Ever since the Judd Apatow crowd made it OK to release R-rated comedies again, a flood of generic rip-offs have entered theaters (College, anyone?). Despite surface similarities to those bombs, Sex Drive gives Apatow and Co. a run for their money.
While Sex Drive appears at first glance to be a hodge-podge mix of Superbad and Road Trip, the film’s cliché-free writing and solid character work elevate it from just a run-of-the-mill teen comedy to a movie jam-packed with laughs.
The film starts off with a hilarious sequence in which Ian (Josh Zuckerman, Lions for Lambs) envisions himself not just bench pressing 300 pounds, but doing so while receiving oral sex from his dream girl. The scene is a great way to kick things off, and the movie hardly lets off the gas pedal from there.
Ian has been flirting with a girl online, bragging about his exploits. He tells her he’s a football player (his profile shows his head Photoshopped onto a buff body) who has been hitting the weights hard and owns a ’69 Pontiac GTO (it’s actually his brother’s).

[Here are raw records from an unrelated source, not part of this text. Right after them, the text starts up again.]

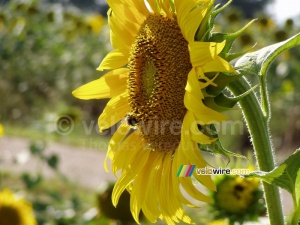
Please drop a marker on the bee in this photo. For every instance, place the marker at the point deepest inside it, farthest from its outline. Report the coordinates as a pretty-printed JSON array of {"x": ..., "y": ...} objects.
[{"x": 131, "y": 120}]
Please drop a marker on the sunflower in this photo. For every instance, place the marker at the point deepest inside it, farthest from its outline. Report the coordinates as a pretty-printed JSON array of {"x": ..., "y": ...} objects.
[
  {"x": 1, "y": 130},
  {"x": 15, "y": 211},
  {"x": 157, "y": 80}
]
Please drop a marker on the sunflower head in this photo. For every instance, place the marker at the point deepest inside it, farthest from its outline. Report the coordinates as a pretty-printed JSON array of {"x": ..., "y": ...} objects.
[
  {"x": 166, "y": 71},
  {"x": 15, "y": 211},
  {"x": 238, "y": 199}
]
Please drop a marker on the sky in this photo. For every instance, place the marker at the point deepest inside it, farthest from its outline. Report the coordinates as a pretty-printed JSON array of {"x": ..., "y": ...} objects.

With the promise of losing his virginity looming, Ian and his friends drive down to meet his online dream girl. Along the way, they attend an abstinence rally complete with scantily clad dancers gyrating suggestively; are chased by an angry, scorned redneck; and run into a group of Amish teens in the middle of rumspringa, a time when Amish teens are allowed to run wild, experiment with drugs and alcohol and indulge their wild sides before deciding whether or not to continue their previous way of life.
This particular rumspringa includes girl-on-girl kisses, keg stands, breast-flashing and a girl who punctuates every sentence by screaming, “Rumspringa! Woo!”
Ian’s hyper-masculine brother, Rex (James Marsden, 27 Dresses) and Ezekiel (Seth Green, Family Guy), the sarcastic Amish man with mysterious knowledge of how to fix any car problems, both vie for comic supremacy among the film’s minor characters.
Rex’s constant attacks on his bother’s perceived homosexuality are consistently creative, never ranging into stale and over-used territory. His bright orange GTO, called “The Judge,” has a delightfully misogynistic license plate reading NOFTCHX.
Marsden is a treat to watch; he’s really allowed to let loose as Rex. His discovery that his car is missing culminates in him absolutely destroying everything in the empty garage and attempting to drop-kick the half-open door, missing by two feet. It’s great slapstick and manages to avoid staleness by keeping the scene short.
Similarly, Green’s performance of Ezekiel’s excessively dry humor is pitch-perfect. His initial meeting with Lance (Clark Duke, Greek) allows the audience to get in on the joke; it explains that sarcasm was what he missed most about non-Amish life. As a result, each successive line where he snaps at a character with an underhanded compliment is funny instead of coming across like the musings of a total jerk.
While the two supporting characters provide gut-busting laughs whenever they appear, they would be useless without likable characters to fill in the gaps. There is some excellent best friend chemistry between Zuckerman’s charmingly sweet Ian and Duke’s over-the-top goofiness as Lance.
Lance provides real opportunity for Duke to shine – playing the smooth, ladies-man type fits him, even though he doesn’t look like the traditional Hollywood archetype for a Casanova. During his house party, he carries a cigar and wears a Hugh Hefner-style pajama set and an ascot, effortlessly charming every woman in the place.
Sex Drive truly becomes more than just the sum of its parts by the film’s end. The great performances turned in by Marsden, Green and Duke provide consistent laughter, and the budding romance between Ian and Felicia (Amanda Crew, John Tucker Must Die) creates a believable plot thread to tie the film together. Though the late-October release falls outside the typical time frame for comic raunch, Sex Drive holds up to any similar genre titles from this summer.